Continuing our programming through the pandemic has brought to light several lessons. First, there is an obvious and stark difference between short and long term experiences in Israel: time. Even with a necessary quarantine period, there was substantive value in continuing our programs because there was sufficient time for our Fellows to gain professional skills and experience leadership. Second, long-term program participants are committed for the long haul. The decision to participate in a program of this scale is never made lightly and for most, justifies the two-week quarantine requirement. Finally, Israel’s geographically small size is advantageous for quick adaptation. Programs and activities are able to be nimble, turning remote or online and then back more easily.

As the world continues to adapt, so do our program organizers. We continue to learn in real-time what works and what needs improvement. Where possible, programming transitioned to online. Our Masa Israel Teaching Fellows, for instance, teach through virtual tools. Our professional internships now offer flexibility between in-person and remote work. We took our Global Leadership Summit online and adjusted our curriculum to address leadership and adaptive challenges around COVID-19 – giving participants the necessary tools and support to problem solve in times of challenge.

Fellows have also adapted to meet the needs of Israel, opting to participate in volunteer projects that support their host communities. Fellows in our gap year programs volunteer in different fields around Israel, helping farmers tend to crops and augment Israel’s food supply during this time of need. Other Fellows volunteered at phone banks throughout the country to check-in with and support the elderly.

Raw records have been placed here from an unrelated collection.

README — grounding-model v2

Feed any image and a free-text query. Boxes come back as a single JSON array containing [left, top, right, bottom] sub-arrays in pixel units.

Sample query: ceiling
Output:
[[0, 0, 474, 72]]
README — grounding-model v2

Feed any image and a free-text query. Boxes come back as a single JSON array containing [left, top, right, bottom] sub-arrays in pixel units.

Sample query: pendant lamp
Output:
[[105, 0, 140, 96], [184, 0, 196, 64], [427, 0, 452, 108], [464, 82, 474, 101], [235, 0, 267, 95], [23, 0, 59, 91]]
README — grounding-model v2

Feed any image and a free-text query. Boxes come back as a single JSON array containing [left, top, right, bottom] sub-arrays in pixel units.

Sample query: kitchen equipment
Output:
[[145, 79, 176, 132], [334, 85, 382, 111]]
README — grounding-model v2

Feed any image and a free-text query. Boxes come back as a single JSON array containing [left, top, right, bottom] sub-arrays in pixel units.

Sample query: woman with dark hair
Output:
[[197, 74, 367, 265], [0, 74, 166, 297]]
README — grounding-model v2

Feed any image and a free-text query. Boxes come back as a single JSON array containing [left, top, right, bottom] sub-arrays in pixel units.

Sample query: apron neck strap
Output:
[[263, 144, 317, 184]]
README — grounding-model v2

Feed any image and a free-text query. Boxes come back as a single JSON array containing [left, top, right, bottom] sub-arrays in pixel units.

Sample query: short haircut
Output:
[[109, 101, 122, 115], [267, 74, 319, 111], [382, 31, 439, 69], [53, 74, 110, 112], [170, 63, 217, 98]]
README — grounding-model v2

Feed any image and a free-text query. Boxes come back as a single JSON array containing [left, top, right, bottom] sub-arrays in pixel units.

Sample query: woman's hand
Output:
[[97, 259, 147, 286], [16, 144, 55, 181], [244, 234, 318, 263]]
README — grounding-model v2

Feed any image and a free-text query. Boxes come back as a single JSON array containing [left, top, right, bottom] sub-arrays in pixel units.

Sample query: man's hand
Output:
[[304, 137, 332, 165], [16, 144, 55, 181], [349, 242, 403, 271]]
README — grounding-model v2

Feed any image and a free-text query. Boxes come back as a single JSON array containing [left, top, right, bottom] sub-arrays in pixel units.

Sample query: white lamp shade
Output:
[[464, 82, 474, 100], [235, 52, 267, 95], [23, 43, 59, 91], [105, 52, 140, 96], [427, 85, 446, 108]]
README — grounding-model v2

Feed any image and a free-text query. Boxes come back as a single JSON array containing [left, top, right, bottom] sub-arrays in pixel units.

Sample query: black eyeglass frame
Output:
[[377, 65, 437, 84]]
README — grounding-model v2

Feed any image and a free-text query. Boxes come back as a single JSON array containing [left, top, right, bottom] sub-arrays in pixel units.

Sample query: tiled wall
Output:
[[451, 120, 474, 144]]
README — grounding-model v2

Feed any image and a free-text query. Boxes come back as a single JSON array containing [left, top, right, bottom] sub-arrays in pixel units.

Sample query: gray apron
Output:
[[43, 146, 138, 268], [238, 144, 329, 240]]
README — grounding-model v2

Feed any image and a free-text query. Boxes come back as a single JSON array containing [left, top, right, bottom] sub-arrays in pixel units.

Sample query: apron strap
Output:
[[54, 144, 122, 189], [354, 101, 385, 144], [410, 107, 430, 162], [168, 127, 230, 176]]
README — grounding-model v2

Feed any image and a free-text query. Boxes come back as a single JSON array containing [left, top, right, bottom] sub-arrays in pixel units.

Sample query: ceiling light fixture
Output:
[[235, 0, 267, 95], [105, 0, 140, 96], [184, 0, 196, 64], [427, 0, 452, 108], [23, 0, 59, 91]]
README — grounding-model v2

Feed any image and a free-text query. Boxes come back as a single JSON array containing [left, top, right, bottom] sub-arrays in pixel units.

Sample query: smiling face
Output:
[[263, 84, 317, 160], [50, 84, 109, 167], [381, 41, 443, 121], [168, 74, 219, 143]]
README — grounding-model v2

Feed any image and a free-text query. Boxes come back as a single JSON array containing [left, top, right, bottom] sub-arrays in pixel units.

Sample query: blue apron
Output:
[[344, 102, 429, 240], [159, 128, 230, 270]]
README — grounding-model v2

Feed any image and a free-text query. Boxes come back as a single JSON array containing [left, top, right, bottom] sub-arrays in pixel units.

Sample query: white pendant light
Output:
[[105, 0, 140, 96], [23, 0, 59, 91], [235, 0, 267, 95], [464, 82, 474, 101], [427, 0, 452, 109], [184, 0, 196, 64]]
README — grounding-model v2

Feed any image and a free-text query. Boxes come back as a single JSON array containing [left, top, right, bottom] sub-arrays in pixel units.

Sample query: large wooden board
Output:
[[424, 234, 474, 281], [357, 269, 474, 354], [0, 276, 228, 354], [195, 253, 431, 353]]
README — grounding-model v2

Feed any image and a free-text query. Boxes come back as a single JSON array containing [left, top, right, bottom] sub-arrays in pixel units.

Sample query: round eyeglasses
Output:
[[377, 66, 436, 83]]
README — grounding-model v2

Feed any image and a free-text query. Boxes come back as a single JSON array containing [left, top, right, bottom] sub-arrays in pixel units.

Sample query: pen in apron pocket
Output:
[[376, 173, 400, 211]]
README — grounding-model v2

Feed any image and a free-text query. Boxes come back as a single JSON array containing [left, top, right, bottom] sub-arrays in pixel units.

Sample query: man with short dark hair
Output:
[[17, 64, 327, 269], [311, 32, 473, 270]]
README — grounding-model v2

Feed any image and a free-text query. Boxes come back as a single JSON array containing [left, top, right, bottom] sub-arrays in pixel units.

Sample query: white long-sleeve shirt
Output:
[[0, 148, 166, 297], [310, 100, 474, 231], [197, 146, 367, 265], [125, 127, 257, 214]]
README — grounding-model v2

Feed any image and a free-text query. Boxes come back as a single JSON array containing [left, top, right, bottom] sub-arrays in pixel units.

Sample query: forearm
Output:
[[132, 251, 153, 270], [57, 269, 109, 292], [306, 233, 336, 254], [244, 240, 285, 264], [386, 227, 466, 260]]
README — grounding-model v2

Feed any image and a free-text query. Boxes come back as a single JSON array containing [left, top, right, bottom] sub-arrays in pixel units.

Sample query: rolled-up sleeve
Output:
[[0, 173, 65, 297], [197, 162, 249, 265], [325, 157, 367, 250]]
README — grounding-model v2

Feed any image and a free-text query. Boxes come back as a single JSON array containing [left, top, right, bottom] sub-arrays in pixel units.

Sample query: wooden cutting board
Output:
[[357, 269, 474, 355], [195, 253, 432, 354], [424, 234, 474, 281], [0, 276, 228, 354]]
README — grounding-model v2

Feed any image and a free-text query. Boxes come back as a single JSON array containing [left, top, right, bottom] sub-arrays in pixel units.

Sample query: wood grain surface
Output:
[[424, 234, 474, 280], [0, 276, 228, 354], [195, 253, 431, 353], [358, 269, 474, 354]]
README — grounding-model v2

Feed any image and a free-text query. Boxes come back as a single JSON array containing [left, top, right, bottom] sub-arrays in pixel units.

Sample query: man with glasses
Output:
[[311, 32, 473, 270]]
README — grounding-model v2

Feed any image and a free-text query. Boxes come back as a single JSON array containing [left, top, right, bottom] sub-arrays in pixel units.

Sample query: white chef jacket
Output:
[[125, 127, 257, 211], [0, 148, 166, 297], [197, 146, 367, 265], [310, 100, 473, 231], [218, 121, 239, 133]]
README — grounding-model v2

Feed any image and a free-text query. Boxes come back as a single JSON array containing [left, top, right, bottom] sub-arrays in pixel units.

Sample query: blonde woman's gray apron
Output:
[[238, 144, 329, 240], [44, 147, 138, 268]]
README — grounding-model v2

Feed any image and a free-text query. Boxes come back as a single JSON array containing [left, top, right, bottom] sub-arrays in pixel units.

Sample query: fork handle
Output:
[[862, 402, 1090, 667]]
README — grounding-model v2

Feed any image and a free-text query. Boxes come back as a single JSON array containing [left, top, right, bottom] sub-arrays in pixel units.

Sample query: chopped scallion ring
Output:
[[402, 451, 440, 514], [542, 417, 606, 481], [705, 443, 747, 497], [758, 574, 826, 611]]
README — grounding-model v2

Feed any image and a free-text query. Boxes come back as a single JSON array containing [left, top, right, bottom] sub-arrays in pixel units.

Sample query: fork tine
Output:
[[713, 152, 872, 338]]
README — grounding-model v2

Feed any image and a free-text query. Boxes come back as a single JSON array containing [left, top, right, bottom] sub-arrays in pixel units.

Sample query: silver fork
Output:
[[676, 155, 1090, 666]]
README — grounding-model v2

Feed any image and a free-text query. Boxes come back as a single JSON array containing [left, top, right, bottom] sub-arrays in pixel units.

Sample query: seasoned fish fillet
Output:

It’s become clear that Israeli institutions also have the capacity to accommodate more students when courses are offered in a combination of on and offline learning. College experiences will not look the same, and a new field is therefore emerging. University students studying may have the opportunity to come to Israel for internships while they complete virtual coursework. This is particularly important as the gaps in Israel’s talent pool remains. There is still a need for physicians, engineers, English teachers and more.

We are ready to support Fellows as we live with the pandemic and move past the crisis. We are mobilizing our professionals and alumni to effectively pool their talents and resources to give back to our communities who lack staff and support. We know that on the “day after,” our young Jewry will embrace opportunity more than ever before and it is incumbent on us to create those opportunities now.

There are still unknowns as we tread forward, but we are sure that we will open our next year of programming with enthusiastic participants. We are working with partners, organizers, and communities to better understand their needs, so we can meet them together.

We often ask why young Jews are not engaged and what can we do to bring them into the fold. This is the turning moment. We must be ready to provide them a point of connection as the doors begin to safely open.

Meara Razon Ashtivker is the NA COO of Masa Israel Journey.